Dr. Singh came by each morning, and then in the afternoon another doctor visited to assess my liver situation. Both were a relief if for no other reason than my omnipresent mother was forced to leave the room briefly.

On the last day, Dr. Singh sat down next to the side of my bed and placed a hand on my shoulder. She’d never touched me before. “I recognize that a hospital setting has probably not been great for your anxiety.”

“Yeah,” I said.

“Do you feel you are a threat to yourself?”

“No,” I said. “I’m just really scared and having a lot of invasives.”

“Did you consume hand sanitizer yesterday?”

“No.”

“I’m not here to judge you, Aza. But I can only help if you’re being honest.”

“I am being honest. I haven’t.” For one thing, they’d taken the wall-mounted sanitizer station out of my room.

“Have you thought about it?”

“Yeah.”

“You don’t have to be afraid of that thought.

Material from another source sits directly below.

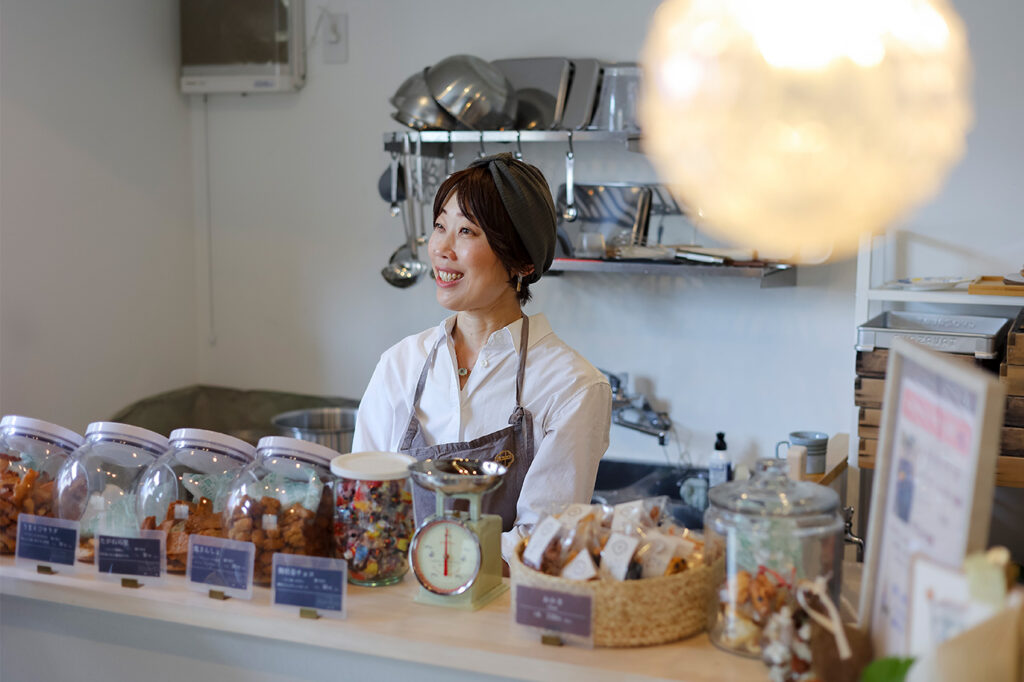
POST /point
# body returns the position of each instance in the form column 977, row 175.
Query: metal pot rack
column 438, row 143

Thought is not action.”

“I can’t stop thinking about getting C. diff. I just want to be sure that I’m not . . .”

“Drinking hand sanitizer won’t help.”

“But what will help?”

“Time. Treatment. Taking your meds.”

“I feel like a noose is tightening around me and I want out, but struggling only cinches the knot. The spiral just keeps tightening, you know?”

She looked me dead in the eye. I thought she might cry or something, the way she was looking at me. “Aza, you’re going to survive this.”

Even after they let me go home, Dr. Singh still came to my house twice a week to check on my progress. I had switched to a different medication, which Mom made sure I took every morning, and I wasn’t allowed to get up except to go to the bathroom lest I re-lacerate my liver.

I was out of school for two weeks. Fourteen days of my life reduced to one sentence, because I can’t describe anything that happened during those days. It hurt, all the time, in a way language could not touch. It was boring. It was predictable. Like walking a maze you know has no solution. It’s easy enough to say what it was like, but impossible to say what it was.

Daisy and Davis both tried to visit, but I wanted to be alone, in bed. I didn’t read or watch TV; neither could adequately distract me. I just lay there, almost catatonic, as my mother hovered, perpetually near, breaking the silence every few minutes with a question-phrased-as-a-statement. Each day is a little better? You’re feeling okay? You’re improving? The inquisition of declarations.

I didn’t even turn on my phone for a while, a decision endorsed by Dr. Singh. When I finally did power it up, I felt an insoluble fear. I both wanted to find a lot of text messages and didn’t.

Turns out I had over thirty messages—not just from Daisy and Davis, although they had written, but also from Mychal and other friends, and even some teachers.

I returned to school on a Monday morning in early December. I wasn’t sure if the new medication was working, but I also wasn’t wondering whether to take it. I felt ready, like I had returned to the world—not my old self, but myself nonetheless.

Mom drove me to school. Harold had been totaled, and anyway, I was too scared of driving.

“Excited or nervous?” Mom asked me. She drove with both hands on the steering wheel, ten and two o’clock.

“Nervous,” I said.

“Your teachers, your friends, they all understand, Aza. They just want you well and will support you one hundred percent, and if they don’t, I will crush them.”

I smiled a little. “Everyone knows, is all. That I went crazy or whatever.”

“Oh, sweetie,” she said. “You didn’t go crazy. You’ve always been crazy.” Now I laughed, and she reached over to squeeze my wrist.

Daisy was waiting on the front steps. Mom stopped the car, and I got out, the weight of the backpack still tender against my ribs. It was a cold day, but the sun was bright even though it had just risen, and I kept blinking away the light. It had been a while since I’d spent much time outside.